×

連載・特集

「がんす横丁」シリーズ 夢の盛り場―新天地界わいの思い出― (十八)新天地系譜 まんざい時代②

文・薄田太郎 絵・福井芳郎

 永田キングの場合――彼は弱冠ながら座頭格で、ワカナたちを引きつれていた。小男で精力的な彼が、舞台一ぱいに飛び回った「スポーツ漫談」は、動きの芸であり人見絹枝シッ走のポーズは、もっとも堂に入ったものであった。妹のミス・エロ子と組んでの若々しいマンザイは、そのころのエゲツナイ漫才とは、かけはなれた新鮮な楽しさがあった。エロ子という名でも、彼女が実妹であったセイでか、一向に色気らしいものが湧かず、時にキングが無作法(ぶさほう)を試みても、これが決して下品にならないというのが、この妹まんざいの特色であった。

 マンザイ仲間がよく演る「沖の暗いのに」という唄を、ある時はテンポを速め、ユルメ、間ノビをさせ、それに合わせてキングがいとも朗らかに、達者に踊るのである。取りすましたエロ子もうまかったがキングの激しい躍動が何よりの見もので、彼が得意とした両耳につるしたハーモニカの吹奏もひろしま時代の考案であり、ズボンの足裏全部をくり抜(ぬ)いた半ズボン装置も、この舞台での所産である。(半ズボンというのは、膝までの短ズボンの意味ではない。普通の長ズボンをはいたまま、後半分を切り取ったタテ型半ズボンである)後に彼は大阪に買われ、さらに浅草でキング一座をつくりケン劇の真似をはじめ、東宝映画にも出たが、彼の芸の面白さはエロ子とのマンザイ時代であり、半ズボン時代であった。それにしても、好漢その後の消息がきかれないのはさびしい。

 エロ子も、のちに独立して軽演劇一座を組織し、新天地の舞台に現れ、立派に成長した姿に脚光を浴びながら、昔なつかしいマンザイ時代の感ガイを述べて、歌謡曲をうたった。すると、その歌とドンな関係があったのか、小野佐世男ごのみの一人の女の子が舞台に倒れた。すると若い男が出て来て倒れている彼女のスカートをつまみあげて、大向うをうならせた。たしか昭和十七年春のことであったが、まさに肉体劇のさきがけである。
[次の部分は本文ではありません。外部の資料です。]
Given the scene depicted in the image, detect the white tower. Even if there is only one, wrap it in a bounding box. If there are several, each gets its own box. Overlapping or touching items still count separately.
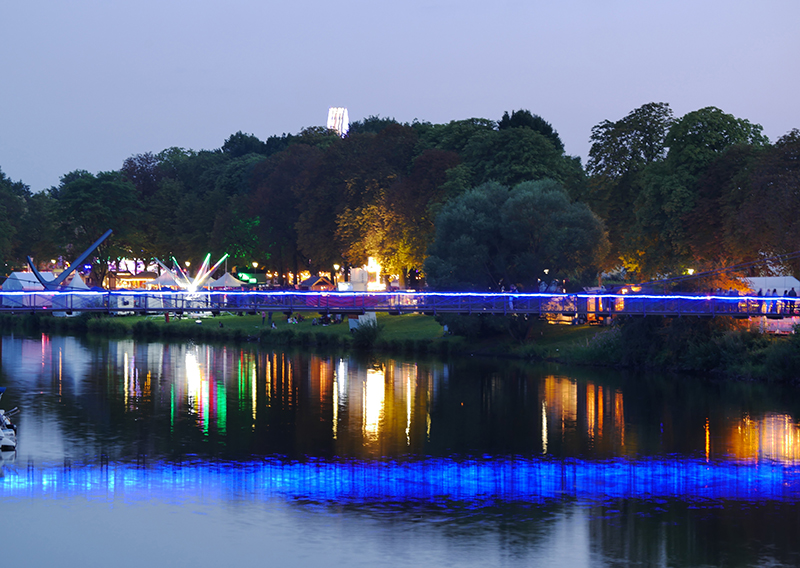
[327,107,350,136]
 兄貴と別れたミス・エロ子が、まこと大いに成熟したところを、久しぶりに広島人に見せて呉れたという演出になるのであるが、そのかみの演芸館が、ワカナ、キング、エロ子と、カタカナマンザイ人を育てあげた殿堂(大げさにというナカレ)であったことを思うにつけ、東新天地焼(やけ)跡の石くれにもナツカシイ盛り場の感傷はあるものぞ。